解説 米GDP速報値 成長減速、一段と強まる◇鉱業の設備投資や個人消費弱く

 2016年1~3月期の米実質国内総生産(GDP)速報値は0.5%増と、マイナス成長だった14年1~3月期を除くと、12年10~12月期(0.1%増)以来13四半期ぶりの低い伸びだった。年初以降、世界経済の成長鈍化などの影響が波及し、米経済も減速を一段と強めていることを印象づけた。鉱業を中心に、企業の設備投資が大きく落ち込んだほか、輸出も前期に続き減少。個人消費の伸びも弱まった。

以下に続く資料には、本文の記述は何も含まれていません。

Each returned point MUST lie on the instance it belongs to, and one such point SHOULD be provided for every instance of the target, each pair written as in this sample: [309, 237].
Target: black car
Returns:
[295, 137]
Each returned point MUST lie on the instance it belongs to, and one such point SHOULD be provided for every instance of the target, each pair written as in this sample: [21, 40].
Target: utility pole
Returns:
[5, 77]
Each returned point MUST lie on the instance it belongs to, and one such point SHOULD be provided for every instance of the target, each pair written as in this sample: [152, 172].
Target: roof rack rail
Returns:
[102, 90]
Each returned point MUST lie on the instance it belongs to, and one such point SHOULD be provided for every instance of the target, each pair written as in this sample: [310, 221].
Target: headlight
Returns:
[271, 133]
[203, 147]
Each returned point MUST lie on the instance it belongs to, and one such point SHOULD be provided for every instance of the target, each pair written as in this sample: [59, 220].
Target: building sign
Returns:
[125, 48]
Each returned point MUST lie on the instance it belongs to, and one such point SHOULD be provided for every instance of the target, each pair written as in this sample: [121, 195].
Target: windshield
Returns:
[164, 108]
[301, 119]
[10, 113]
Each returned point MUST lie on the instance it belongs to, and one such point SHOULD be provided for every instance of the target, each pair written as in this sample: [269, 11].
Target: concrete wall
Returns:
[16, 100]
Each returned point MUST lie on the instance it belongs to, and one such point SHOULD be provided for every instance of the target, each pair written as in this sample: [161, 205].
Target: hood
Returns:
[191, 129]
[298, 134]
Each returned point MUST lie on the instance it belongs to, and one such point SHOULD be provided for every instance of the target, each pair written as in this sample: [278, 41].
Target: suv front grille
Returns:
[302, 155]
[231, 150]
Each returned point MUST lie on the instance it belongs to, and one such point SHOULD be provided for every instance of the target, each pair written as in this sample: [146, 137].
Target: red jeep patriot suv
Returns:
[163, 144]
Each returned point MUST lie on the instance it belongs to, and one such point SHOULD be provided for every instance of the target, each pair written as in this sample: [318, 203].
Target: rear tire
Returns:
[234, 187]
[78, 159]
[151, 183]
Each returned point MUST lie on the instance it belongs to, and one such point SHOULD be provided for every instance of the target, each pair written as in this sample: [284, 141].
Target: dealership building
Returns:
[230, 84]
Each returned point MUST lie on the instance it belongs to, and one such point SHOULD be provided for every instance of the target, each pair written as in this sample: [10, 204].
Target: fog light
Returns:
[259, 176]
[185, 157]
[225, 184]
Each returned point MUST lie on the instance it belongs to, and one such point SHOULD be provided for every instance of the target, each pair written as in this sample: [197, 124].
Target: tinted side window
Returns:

 米連邦準備制度理事会(FRB)は、今月27日の連邦公開市場委員会(FOMC)声明で足元の景況判断を下方修正する一方で、雇用の堅調さなどを背景に緩やかな成長基調と雇用改善が続くとの見方を維持している。ただ、GDPは市場予想の0.7%増も下回っており、市場では、次回6月会合での利上げは難しいとの見方が一段と強まりそうだ。1~3月期は統計上の季節調整の不十分さから低めの数字が出る傾向が指摘されている。今後の改定で引き上げられる可能性もある。

 GDPの約7割を占める個人消費は1.9%増と前期の2.4%増から減速。年初の株価の大幅下落や、経済の先行き不透明感が強まったことで、消費への慎重姿勢が強まった可能性がある。非耐久財とサービスが増加する一方、耐久財消費は1.6%減と11年4~6月期(2.6%減)以来の大きな落ち込みとなった。(共同)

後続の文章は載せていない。